An example of a bad regular expression
Imagine that you’re implementing a commenting feature for
a well-regarded tech blog. Users should be able
to link text to other blog posts, but they shouldn’t be allowed to link to other
websites. So you write a regular expression to ensure that link URLs only refer
to the blog’s domain name, for example
https://thoughtbot.com/blog/write-code-to-be-read
:
unless url =~ /thoughtbot.com/
raise "#{url} is invalid"
end
At first glance, this may seem sensible, but unfortunately it opens several loopholes that can be easily bypassed. Let’s fix them!
In regular expressions, .
matches any single character except a newline
(\n
). While a period/full stop fits that description, so does anything else.
For example, a user could circumvent our restrictions with a URL like
https://thoughtbot-com.example.com/phishing-page
. So let’s use \.
to
represent the character literally:
/thoughtbot\.com/
Next, while it’s obvious to a human that our regular expression is meant to
check the domain-name part of the URL, we didn’t actually specify that. A user
could provide a URL like https://example.com/phishing-page?xyz=thoughtbot.com
.
We should make sure that we’re matching on the domain name:
/https:\/\/thoughtbot\.com/
Better, but there’s still more to fix.

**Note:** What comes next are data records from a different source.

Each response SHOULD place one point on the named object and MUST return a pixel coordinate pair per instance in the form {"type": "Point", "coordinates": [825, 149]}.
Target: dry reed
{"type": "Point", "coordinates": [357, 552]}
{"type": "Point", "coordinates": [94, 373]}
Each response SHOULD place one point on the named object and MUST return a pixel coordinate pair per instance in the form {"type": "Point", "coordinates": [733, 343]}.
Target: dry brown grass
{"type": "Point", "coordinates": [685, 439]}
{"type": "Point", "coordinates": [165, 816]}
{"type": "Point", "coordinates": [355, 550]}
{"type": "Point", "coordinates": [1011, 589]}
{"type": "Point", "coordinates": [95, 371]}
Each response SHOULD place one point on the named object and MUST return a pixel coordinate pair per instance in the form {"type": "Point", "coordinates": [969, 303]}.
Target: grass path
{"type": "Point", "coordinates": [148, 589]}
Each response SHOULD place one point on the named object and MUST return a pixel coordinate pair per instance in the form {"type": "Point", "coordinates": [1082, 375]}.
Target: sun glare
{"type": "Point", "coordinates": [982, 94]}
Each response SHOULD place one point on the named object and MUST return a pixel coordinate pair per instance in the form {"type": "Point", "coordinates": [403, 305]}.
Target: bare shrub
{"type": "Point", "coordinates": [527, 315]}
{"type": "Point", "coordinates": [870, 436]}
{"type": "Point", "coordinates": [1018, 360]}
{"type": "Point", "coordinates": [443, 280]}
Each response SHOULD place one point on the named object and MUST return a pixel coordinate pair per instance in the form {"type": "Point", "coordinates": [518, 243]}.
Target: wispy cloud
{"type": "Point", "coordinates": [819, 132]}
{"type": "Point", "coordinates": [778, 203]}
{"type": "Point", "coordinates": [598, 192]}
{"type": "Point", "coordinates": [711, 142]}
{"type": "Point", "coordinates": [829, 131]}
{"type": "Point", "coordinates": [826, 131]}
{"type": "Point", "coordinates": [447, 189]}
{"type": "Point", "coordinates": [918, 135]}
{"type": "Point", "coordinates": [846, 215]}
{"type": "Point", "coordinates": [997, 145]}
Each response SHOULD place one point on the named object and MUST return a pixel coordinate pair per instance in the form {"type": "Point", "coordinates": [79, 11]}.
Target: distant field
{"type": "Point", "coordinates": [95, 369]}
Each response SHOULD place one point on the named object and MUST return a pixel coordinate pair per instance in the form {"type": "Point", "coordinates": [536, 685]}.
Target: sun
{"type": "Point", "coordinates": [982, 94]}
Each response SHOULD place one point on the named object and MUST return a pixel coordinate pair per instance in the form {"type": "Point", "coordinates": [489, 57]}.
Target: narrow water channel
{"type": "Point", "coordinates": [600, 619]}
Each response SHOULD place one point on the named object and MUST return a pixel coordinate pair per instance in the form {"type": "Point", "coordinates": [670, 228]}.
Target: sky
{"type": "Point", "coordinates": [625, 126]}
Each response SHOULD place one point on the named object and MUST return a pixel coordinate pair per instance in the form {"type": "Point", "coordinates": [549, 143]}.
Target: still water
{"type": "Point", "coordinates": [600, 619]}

We’re not checking that the entire
domain name is correct; a user could use subdomains to get around this, e.g.
https://thoughtbot.com.example.com/phishing-page
. We’ll ensure that the domain
name is followed by a /
to prevent this:
/https:\/\/thoughtbot\.com\//
Finally, we forgot to make sure that the domain name appears at the beginning of
the string, meaning that someone could pass
https://example.com/phishing-page/https://thoughtbot.com/
.
In Ruby, \A
is the proper anchor for this;
in other languages, it might be ^
(with
multiline mode
disabled):
/\Ahttps:\/\/thoughtbot\.com\//
Wow. That took a lot of work to create a sufficiently safe regular expression. And for more complex patterns, we might have to consider their efficiency so that we don’t encounter a problem similar to the regular expression that caused a Stack Overflow outage.
Alternatives to regular expressions
You shouldn’t completely reject regular expressions, but it’s very worth it to be judicious about when they’re an appropriate solution. Consider how the strings you’re analyzing are ultimately used. When a browser sends a request for a URL and a server receives it, those systems scan through that string to separate it into its components (scheme, domain, path, query, etc); where possible, use the same technique (perhaps via a widely used third-party library) to reduce the likelihood of mismatches. For the example above, we can use Ruby’s built-in URL parser:
parsed_url = URI.parse(url)
unless parsed_url.scheme == 'https' && parsed_url.host == 'thoughtbot.com'
raise "#{url} is invalid"
end
For almost any programming/markup language or standardized file format, I’d recommend using an official or popular parser; I feel much more confident with them than with ad-hoc regular expressions. If you’re analyzing strings whose format is trivial and largely nonconsequential (e.g. guarding against typos in postcodes or ID card numbers), then I think regular expressions work well.